Reputation: 8439
I would like to create a function that takes a string and returns a number between 0 and 1. The function should consistently return the same number when given the same string, but other than that the results should have no discernible pattern. The output numbers for any large set of input strings should follow a uniform distribution.
Moreover, I need to generate more than one such function, i.e. when given the string "abc", function A might consistently return 0.593927 while function B consistently returns 0.0162524. I need it to be fast (it's for a numerical simulation), and have reasonably good statistics.

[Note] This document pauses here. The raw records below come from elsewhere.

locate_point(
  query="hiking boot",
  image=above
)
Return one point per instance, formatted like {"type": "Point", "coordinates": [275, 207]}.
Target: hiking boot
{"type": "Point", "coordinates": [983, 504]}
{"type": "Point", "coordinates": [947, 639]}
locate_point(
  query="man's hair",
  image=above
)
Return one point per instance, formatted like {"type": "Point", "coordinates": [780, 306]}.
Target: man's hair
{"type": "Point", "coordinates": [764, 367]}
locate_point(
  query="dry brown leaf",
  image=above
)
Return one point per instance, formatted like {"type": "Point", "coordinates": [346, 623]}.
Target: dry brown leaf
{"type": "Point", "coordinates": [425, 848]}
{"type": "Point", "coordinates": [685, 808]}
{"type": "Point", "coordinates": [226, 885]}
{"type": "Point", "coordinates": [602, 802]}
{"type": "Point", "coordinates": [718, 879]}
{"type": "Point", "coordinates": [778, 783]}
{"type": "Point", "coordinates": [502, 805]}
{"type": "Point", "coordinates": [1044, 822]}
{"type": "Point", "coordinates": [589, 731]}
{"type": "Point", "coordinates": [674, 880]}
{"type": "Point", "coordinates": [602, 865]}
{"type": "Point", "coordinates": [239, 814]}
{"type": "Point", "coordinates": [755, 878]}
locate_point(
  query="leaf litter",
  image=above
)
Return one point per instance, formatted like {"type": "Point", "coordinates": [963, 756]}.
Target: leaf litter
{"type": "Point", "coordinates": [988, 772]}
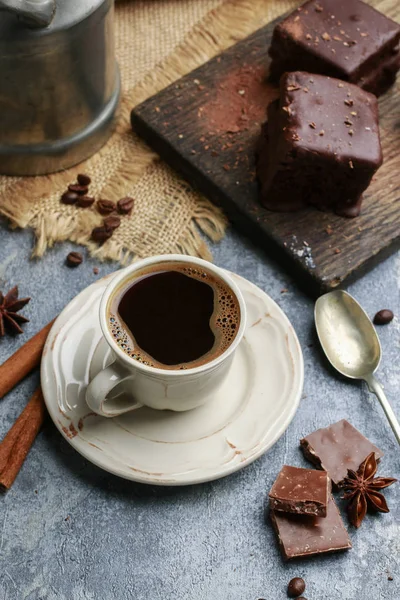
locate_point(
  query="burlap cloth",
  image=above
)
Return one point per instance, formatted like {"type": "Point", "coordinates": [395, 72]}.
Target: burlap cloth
{"type": "Point", "coordinates": [157, 41]}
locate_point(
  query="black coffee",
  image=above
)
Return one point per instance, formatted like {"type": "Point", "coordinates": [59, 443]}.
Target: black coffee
{"type": "Point", "coordinates": [174, 316]}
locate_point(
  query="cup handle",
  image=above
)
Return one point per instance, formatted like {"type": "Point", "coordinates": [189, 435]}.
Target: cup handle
{"type": "Point", "coordinates": [101, 385]}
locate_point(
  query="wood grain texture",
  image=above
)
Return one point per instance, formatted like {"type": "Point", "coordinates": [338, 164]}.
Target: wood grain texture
{"type": "Point", "coordinates": [221, 165]}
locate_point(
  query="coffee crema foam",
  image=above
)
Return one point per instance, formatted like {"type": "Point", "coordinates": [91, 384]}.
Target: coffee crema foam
{"type": "Point", "coordinates": [224, 321]}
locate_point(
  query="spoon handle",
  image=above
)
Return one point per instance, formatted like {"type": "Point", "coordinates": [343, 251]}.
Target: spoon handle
{"type": "Point", "coordinates": [376, 388]}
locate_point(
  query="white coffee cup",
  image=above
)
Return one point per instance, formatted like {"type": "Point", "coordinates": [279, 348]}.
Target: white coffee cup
{"type": "Point", "coordinates": [144, 385]}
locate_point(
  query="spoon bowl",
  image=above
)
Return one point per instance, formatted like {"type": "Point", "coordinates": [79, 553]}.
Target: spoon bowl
{"type": "Point", "coordinates": [347, 335]}
{"type": "Point", "coordinates": [351, 344]}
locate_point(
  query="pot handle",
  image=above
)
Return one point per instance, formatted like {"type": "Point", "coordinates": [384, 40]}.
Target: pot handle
{"type": "Point", "coordinates": [36, 13]}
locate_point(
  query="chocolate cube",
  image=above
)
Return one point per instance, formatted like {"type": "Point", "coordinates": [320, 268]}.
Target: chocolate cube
{"type": "Point", "coordinates": [320, 146]}
{"type": "Point", "coordinates": [346, 39]}
{"type": "Point", "coordinates": [338, 448]}
{"type": "Point", "coordinates": [300, 536]}
{"type": "Point", "coordinates": [300, 491]}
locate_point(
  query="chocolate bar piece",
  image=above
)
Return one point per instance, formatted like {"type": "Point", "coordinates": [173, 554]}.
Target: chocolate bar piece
{"type": "Point", "coordinates": [338, 448]}
{"type": "Point", "coordinates": [301, 536]}
{"type": "Point", "coordinates": [320, 146]}
{"type": "Point", "coordinates": [300, 491]}
{"type": "Point", "coordinates": [346, 39]}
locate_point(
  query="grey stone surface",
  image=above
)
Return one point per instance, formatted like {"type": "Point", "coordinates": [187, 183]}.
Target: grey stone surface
{"type": "Point", "coordinates": [68, 530]}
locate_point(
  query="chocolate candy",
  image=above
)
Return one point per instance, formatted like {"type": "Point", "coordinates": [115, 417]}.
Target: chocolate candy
{"type": "Point", "coordinates": [342, 38]}
{"type": "Point", "coordinates": [300, 491]}
{"type": "Point", "coordinates": [301, 536]}
{"type": "Point", "coordinates": [320, 146]}
{"type": "Point", "coordinates": [383, 317]}
{"type": "Point", "coordinates": [296, 587]}
{"type": "Point", "coordinates": [338, 448]}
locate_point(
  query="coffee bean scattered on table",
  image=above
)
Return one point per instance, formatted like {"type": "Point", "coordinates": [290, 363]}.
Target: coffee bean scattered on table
{"type": "Point", "coordinates": [112, 222]}
{"type": "Point", "coordinates": [105, 207]}
{"type": "Point", "coordinates": [74, 259]}
{"type": "Point", "coordinates": [81, 190]}
{"type": "Point", "coordinates": [83, 179]}
{"type": "Point", "coordinates": [69, 198]}
{"type": "Point", "coordinates": [101, 234]}
{"type": "Point", "coordinates": [296, 587]}
{"type": "Point", "coordinates": [383, 317]}
{"type": "Point", "coordinates": [85, 201]}
{"type": "Point", "coordinates": [125, 205]}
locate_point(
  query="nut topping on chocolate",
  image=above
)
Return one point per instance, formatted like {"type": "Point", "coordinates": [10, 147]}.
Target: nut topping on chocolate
{"type": "Point", "coordinates": [362, 490]}
{"type": "Point", "coordinates": [10, 305]}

I'm using Python and will settle for answers of the form "here is an easy way to do it using a Python library" or "here is an algorithm that you can implement." If there's no fast way to do it in Python I'll just switch to C instead.

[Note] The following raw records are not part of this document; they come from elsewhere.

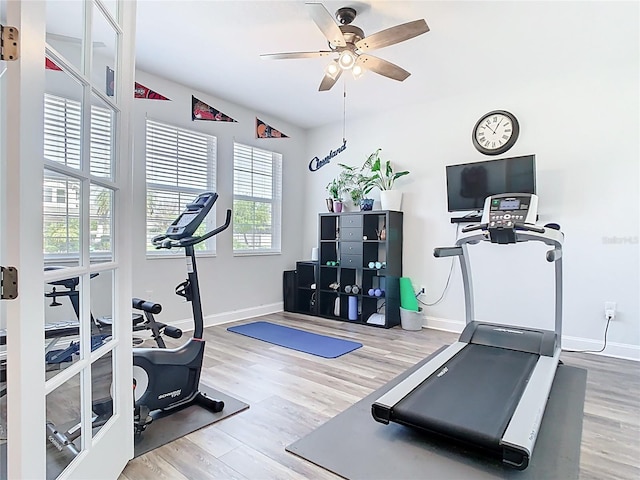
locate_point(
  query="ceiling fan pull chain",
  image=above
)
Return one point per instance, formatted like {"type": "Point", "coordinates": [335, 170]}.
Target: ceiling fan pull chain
{"type": "Point", "coordinates": [344, 111]}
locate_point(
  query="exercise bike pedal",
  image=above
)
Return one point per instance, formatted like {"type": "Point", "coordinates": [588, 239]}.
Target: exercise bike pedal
{"type": "Point", "coordinates": [209, 403]}
{"type": "Point", "coordinates": [141, 419]}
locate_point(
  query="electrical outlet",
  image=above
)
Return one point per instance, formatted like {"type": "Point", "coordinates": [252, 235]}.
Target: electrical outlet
{"type": "Point", "coordinates": [610, 310]}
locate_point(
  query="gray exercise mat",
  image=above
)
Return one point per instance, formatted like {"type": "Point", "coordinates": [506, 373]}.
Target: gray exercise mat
{"type": "Point", "coordinates": [355, 446]}
{"type": "Point", "coordinates": [168, 427]}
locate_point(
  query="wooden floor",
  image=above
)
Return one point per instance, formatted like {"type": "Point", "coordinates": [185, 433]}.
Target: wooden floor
{"type": "Point", "coordinates": [291, 393]}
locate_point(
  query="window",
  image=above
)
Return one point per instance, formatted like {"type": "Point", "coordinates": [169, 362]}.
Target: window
{"type": "Point", "coordinates": [180, 165]}
{"type": "Point", "coordinates": [257, 199]}
{"type": "Point", "coordinates": [62, 192]}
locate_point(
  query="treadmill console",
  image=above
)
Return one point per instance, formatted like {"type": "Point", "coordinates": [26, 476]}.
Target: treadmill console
{"type": "Point", "coordinates": [503, 212]}
{"type": "Point", "coordinates": [191, 218]}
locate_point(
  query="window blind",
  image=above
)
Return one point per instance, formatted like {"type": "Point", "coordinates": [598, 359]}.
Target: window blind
{"type": "Point", "coordinates": [257, 200]}
{"type": "Point", "coordinates": [61, 202]}
{"type": "Point", "coordinates": [180, 164]}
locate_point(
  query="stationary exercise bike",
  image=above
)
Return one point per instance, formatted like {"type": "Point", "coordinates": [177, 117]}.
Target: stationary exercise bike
{"type": "Point", "coordinates": [101, 327]}
{"type": "Point", "coordinates": [165, 380]}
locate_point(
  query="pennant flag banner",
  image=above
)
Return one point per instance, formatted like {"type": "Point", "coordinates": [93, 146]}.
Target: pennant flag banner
{"type": "Point", "coordinates": [267, 131]}
{"type": "Point", "coordinates": [49, 65]}
{"type": "Point", "coordinates": [143, 92]}
{"type": "Point", "coordinates": [202, 111]}
{"type": "Point", "coordinates": [110, 81]}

I realise that either of the following two methods will work, but each of them have drawbacks that make me want to look for a more elegant solution.
Store a dictionary
I could just calculate a new random number every time I'm given a new string, and store it in a dictionary to be retrieved if I receive the same string again. However, my application is likely to generate a lot of strings that only appear once, This will eventually result in having to store a very large dictionary in memory. It also makes repeatability more difficult, since even if I use the same seed, I'll generate a different function if I receive the same strings in a different order. For these reasons, it would be much better to consistently compute the random numbers "on the fly".
Use a hash function
I could just call a hash function on the string and then convert the result to a number. The issue of generating multiple functions could be solved by, for example, appending a "seed" string to every input string. However, then I'm stuck with trying to find a hash function with the appropriate speed and statistics. Python's built-in hash is fast but implementation-dependent, and I don't know how good the statistics will be since it's not designed for this type of purpose. On the other hand I could use a secure hash algorithm such as md5, which will have good statistics, but this would be too slow for my application. Hash functions aimed at data storage applications are typically much faster than cryptographically secure ones like md5, but they're designed with the aim of avoiding collisions, rather than producing uniformly distributed output, and these aren't necessarily the same in all cases.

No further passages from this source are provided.